While civil conflict has been the most common conflict type since the 1960s, in the past years we have seen an increase in the number of interstate conflicts (conflicts between countries). PRIO stated that the UCDP recorded four international conflicts in 2024. This is the highest number since 1983. However, this number increased to eight in 2025, the highest recorded in the post–World War II period. This trend reflects an increasing tension in the world, where protectionism and aggression are becoming more and more common.

This can split the international conflicts broadly into three categories: border conflicts, regional escalatory conflicts and invasions. The first category includes conflicts over disputed borders or border territory. For example, the longstanding Kashmir conflict between India and Pakistan flared up in 2025 for the first time since 2020. In addition, enduring tensions along the Afghan and Pakistani border, as well as between Thailand and Cambodia, also escalated to conflict levels in 2025.

While all of these conflicts are separate, they represent increased tension on the global scene, and countries’ inclination to protect themselves. The second group – regional escalatory conflicts – relates specifically to the conflict in the Middle East, and the increasing hostility between the Arab countries in the region, Israel and the USA, and to some extent the Western sphere.

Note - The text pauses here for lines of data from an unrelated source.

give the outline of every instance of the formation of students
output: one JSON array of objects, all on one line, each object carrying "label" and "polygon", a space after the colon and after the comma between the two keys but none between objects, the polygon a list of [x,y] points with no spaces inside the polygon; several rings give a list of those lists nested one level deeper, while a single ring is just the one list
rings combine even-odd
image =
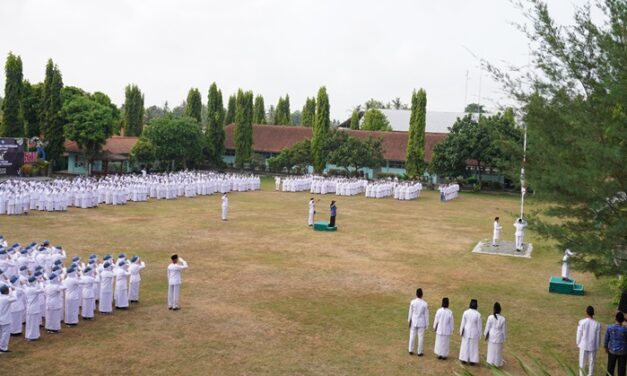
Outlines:
[{"label": "formation of students", "polygon": [[456,199],[459,195],[459,184],[443,184],[439,187],[440,201],[449,201]]},{"label": "formation of students", "polygon": [[0,235],[0,353],[9,352],[11,336],[36,341],[40,327],[59,333],[61,322],[74,327],[79,316],[93,320],[96,310],[111,314],[114,306],[128,309],[129,303],[139,302],[146,264],[138,256],[67,259],[62,246],[44,241],[9,247]]},{"label": "formation of students", "polygon": [[0,215],[27,214],[30,210],[65,211],[124,205],[129,201],[176,199],[217,192],[244,192],[261,187],[259,176],[181,171],[151,175],[109,175],[48,181],[7,180],[0,183]]},{"label": "formation of students", "polygon": [[[409,355],[424,356],[424,334],[429,327],[429,305],[422,299],[422,289],[416,290],[416,298],[409,303]],[[449,299],[442,299],[442,306],[435,314],[433,331],[436,334],[434,353],[440,360],[445,360],[450,354],[450,339],[454,332],[453,312],[449,309]],[[463,364],[476,365],[479,363],[479,339],[483,337],[488,342],[486,362],[495,367],[503,366],[503,344],[507,338],[507,321],[501,315],[501,305],[494,303],[493,314],[486,321],[482,331],[481,314],[478,311],[478,302],[471,299],[469,308],[462,315],[459,327],[462,338],[459,350],[459,360]],[[416,339],[418,343],[416,344]]]}]

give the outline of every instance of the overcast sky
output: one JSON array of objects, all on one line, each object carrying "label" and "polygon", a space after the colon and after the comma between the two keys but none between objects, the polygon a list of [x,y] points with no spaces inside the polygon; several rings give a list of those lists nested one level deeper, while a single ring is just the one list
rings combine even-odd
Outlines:
[{"label": "overcast sky", "polygon": [[[582,3],[548,1],[561,23]],[[20,55],[39,82],[52,58],[65,85],[117,104],[135,83],[146,107],[172,108],[191,87],[206,103],[215,81],[225,96],[262,94],[266,107],[288,93],[294,111],[325,85],[344,120],[369,98],[407,103],[421,87],[431,111],[462,111],[479,92],[495,108],[503,94],[473,54],[527,64],[512,25],[522,21],[507,0],[0,0],[0,59]]]}]

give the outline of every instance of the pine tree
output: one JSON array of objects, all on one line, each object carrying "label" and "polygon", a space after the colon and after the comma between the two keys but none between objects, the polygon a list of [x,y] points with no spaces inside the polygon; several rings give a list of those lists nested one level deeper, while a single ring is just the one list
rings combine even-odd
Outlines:
[{"label": "pine tree", "polygon": [[266,124],[266,107],[263,103],[263,97],[261,95],[257,95],[255,97],[253,124]]},{"label": "pine tree", "polygon": [[200,91],[196,88],[189,89],[187,100],[185,101],[185,116],[196,119],[198,126],[202,127],[202,99]]},{"label": "pine tree", "polygon": [[[63,78],[61,77],[61,71],[52,62],[52,59],[49,59],[46,65],[46,78],[44,79],[41,133],[46,142],[47,158],[52,164],[63,155],[64,151],[63,142],[65,141],[65,135],[63,133],[63,118],[61,117],[61,107],[63,106],[62,89]],[[50,165],[51,169],[52,164]]]},{"label": "pine tree", "polygon": [[351,115],[351,129],[359,129],[359,112],[353,110]]},{"label": "pine tree", "polygon": [[318,90],[316,100],[316,118],[313,126],[313,138],[311,139],[311,154],[314,161],[314,171],[322,173],[326,167],[326,156],[324,155],[324,144],[331,126],[329,97],[327,88],[321,87]]},{"label": "pine tree", "polygon": [[222,166],[224,155],[224,104],[222,92],[218,90],[216,83],[209,87],[207,97],[207,150],[209,162],[213,166]]},{"label": "pine tree", "polygon": [[244,167],[252,159],[253,145],[253,92],[237,92],[237,109],[235,112],[235,165]]},{"label": "pine tree", "polygon": [[229,125],[235,122],[235,112],[237,111],[237,98],[235,94],[229,97],[229,104],[226,109],[226,116],[224,117],[224,125]]},{"label": "pine tree", "polygon": [[409,118],[409,140],[405,169],[407,175],[420,176],[425,168],[425,127],[427,124],[427,93],[420,89],[411,98]]},{"label": "pine tree", "polygon": [[141,136],[144,128],[144,95],[136,85],[124,90],[124,131],[127,136]]},{"label": "pine tree", "polygon": [[301,114],[301,124],[304,127],[313,127],[316,119],[316,98],[307,98]]},{"label": "pine tree", "polygon": [[4,65],[6,81],[4,83],[4,102],[2,102],[2,129],[4,137],[23,137],[24,120],[22,106],[22,58],[9,52]]}]

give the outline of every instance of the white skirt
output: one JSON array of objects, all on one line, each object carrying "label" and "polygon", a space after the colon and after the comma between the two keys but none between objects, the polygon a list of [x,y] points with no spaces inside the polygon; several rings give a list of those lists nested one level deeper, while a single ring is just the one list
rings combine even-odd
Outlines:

These are tensions we see growing in 2026, which could potentially escalate to a larger regional war. In the third category, we have two conflicts that can be classified as invasions – the Russian invasion of Ukraine, and Israel’s invasion of Syria in the wake of the fall of the Assad regime.

Israel attacked several Syrian military infrastructures, arguing that this was to protect their short border with Syria. This conflict could also be argued to be part of the regional escalatory category, as tensions between Israel and Syria are often related to the conflict between Israel and Iran.

And now the U.S.- driven war against Iran.

Covert Hi-Tech Warfare

In December 1938, the battleship USS New York was the first to be equipped with the latest in radar, which could identify aircraft nearly 50 miles away. Radar had finally come into its own, and it went on to become a major factor in many naval victories during World War II, including in the battles of Coral Sea, Midway and Guadalcanal. 

Modern-day warfare is about autonomous systems, spyware and artificial intelligence. Future warfare, defined by Multi-Domain Operations (MDOs), ensures that all platforms (organisations/forces, even individual soldiers) are networked. Networked platforms will remain combat-effective, while non-networked platforms (or even organisations/forces) will face adverse effects. And networks are meaningless unless there are applications on these networks that coordinate the combat and operational functions of forces, weapons systems, and equipment connected to them. A net-centric approach, therefore, does not just refer to networks, computers and data centres.

Also Read: Top 5 Alternative Fuel: Shipping Decarbonization

Future of Combat

Technology has made warfare more complex and alarming.

Beijing warns that the latest weapons in international espionage might literally be swimming in the deep blue sea. China’s Ministry of State Security claims that foreign intelligence agencies are deploying sensor-equipped marine animals, specifically dubbing them spy turtles and spy fish, to map out vulnerabilities in Chinese waters.

And these relatively large sea creatures are being fitted with covert tracking devices for gathering real-time ocean data. This data is then beamed overseas through satellite to map China’s coastline and track its submarine movements. The state warns that these biological spies collect critical metrics like water temperature, salinity, and seabed details.

It extends to automated surveillance equipment, including meteorological buoys and wave gliders designed to monitor the acoustic signatures of Chinese naval vessels. In response to this invisible secret war, Beijing is urging fishermen and researchers to report any unusual maritime equipment. To incentivize the public, the government is offering massive cash rewards reaching up to hundreds of thousands of yuan for any successful capture.